Nous sommes maintenant passés à des anomalies thermiques récurrentes. La permanence de températures plus élevées tout comme l’absence de neige génèrent un grand inconfort dans la vie quotidienne impliquant une réorganisation subite et pas souvent rationnelle. La vie et l’économie touristique s’organisent les yeux rivés sur les prévisions météorologiques.
Chacun est persuadé que les saisons ne se déroulent pas conformément à ce qu’elles devraient être. Les médias par leur emphase rajoutent de l’inquiétude à l’attente de la météo à venir. Comme si nous ne savions pas que l’hiver est froid par nature. Les commentaires hyperboliques ont mené à l’invention des températures ressenties. Rien n’est plus stupide mais ça fonctionne et on se gargarise avec les degrés rajoutés aux chiffres lus. Oui c’est vrai le printemps a changé, il s’insère physiquement dans une partie de l’hiver pour se laisser gagner en son milieu par les chaleurs de l’été. On en vient à ne plus s’apercevoir de ses premiers signes caractéristiques, (les premiers bourgeons, premiers chants d’oiseaux, etc.). Si le printemps s’installe définitivement dans l’hiver, ressentirons-nous nous même, plus tôt, cette montée de sève qui déclenche chez tous les êtres vivants une vie bouillonnante ?
Oui le printemps se raccourcit en même temps que se raccourcissent les éphémères voluptés printanières comme le renouveau de la nature. Nos printemps vont en prendre un coup dans la mesure où ils sont notre construction culturelle et un assemblage de nos souvenirs.
L’étroitesse du printemps qui s’incruste dans l’hiver et se fait phagocyter par l’été caniculaire génère des inquiétudes logiques. Les hivers doux ne sont plus une cause de mortalité chez les personnes âgées.

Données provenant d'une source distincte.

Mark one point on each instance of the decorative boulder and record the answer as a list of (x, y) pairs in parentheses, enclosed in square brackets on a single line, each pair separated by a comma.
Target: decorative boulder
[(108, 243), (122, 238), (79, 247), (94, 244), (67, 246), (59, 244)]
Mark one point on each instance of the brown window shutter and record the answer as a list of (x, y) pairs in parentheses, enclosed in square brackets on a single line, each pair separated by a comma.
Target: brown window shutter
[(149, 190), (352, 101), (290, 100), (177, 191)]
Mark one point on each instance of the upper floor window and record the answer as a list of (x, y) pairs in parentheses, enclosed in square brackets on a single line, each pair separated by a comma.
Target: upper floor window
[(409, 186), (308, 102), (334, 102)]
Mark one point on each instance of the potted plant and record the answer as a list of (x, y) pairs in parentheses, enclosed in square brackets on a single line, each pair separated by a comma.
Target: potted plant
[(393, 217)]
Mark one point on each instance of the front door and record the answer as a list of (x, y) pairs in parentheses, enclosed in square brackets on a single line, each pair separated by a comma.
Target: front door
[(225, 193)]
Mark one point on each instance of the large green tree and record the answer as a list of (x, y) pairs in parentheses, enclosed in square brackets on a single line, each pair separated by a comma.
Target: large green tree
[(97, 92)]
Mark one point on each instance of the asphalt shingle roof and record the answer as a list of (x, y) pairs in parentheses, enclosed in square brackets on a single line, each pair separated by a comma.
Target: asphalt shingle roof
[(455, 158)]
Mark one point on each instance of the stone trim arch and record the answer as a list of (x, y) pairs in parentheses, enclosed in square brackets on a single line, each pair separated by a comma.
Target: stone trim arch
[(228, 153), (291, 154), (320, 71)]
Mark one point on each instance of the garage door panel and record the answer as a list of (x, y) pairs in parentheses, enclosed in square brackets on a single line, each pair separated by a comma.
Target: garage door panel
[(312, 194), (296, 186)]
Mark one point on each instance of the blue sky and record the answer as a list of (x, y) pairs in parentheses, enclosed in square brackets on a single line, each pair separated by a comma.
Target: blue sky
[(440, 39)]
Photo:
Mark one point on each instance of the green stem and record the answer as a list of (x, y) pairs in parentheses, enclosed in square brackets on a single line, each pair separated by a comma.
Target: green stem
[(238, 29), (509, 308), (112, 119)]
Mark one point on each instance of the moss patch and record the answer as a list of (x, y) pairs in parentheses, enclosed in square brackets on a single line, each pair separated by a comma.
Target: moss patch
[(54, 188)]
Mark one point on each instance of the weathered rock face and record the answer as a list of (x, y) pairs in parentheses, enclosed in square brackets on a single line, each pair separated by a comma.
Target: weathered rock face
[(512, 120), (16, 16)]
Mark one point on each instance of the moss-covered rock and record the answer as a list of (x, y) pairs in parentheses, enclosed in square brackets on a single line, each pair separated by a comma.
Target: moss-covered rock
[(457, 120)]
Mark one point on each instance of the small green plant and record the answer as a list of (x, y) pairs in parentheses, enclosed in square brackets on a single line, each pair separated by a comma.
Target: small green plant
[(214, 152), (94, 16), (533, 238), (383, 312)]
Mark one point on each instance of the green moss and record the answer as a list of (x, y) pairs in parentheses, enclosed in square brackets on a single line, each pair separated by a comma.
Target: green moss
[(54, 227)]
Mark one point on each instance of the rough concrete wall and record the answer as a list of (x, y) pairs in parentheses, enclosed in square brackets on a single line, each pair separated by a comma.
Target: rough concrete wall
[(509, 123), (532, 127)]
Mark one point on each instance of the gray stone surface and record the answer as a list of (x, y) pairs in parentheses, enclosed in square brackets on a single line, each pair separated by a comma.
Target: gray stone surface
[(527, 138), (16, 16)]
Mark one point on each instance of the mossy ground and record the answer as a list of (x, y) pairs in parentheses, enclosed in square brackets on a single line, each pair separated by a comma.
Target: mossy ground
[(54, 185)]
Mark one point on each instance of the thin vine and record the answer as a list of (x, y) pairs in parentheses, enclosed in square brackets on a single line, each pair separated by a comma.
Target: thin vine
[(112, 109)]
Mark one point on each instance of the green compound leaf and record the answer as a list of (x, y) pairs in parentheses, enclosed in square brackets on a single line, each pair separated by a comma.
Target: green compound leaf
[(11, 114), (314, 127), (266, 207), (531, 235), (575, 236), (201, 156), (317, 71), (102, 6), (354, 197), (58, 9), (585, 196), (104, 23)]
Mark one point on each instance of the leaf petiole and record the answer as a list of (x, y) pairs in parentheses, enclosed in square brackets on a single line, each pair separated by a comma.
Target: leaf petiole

Les étés ont aujourd’hui pris la relève. Ils sont maintenant de par leurs températures élevées, des périodes anxiogènes et mortelles. Les catastrophes qu’ils impliquent (sécheresse, incendies, tornades, etc.) font qu’on les aborde avec grande crainte.
Il ne reste plus aux populations qu’à réorganiser leur vie en repensant l’architecture de l’habitat et en chamboulant le calendrier des jours de travail, vacances, et des plans d’assolement. Enfin tout ce qui a fait que la terre ne nous accueille plus comme elle a pu le faire au cours des siècles passés.
Le printemps n’a plus tout à fait les couleurs de Botticelli ni les notes de Vivaldi et dans les cercles infernaux de Dante, s’est glissé l’été.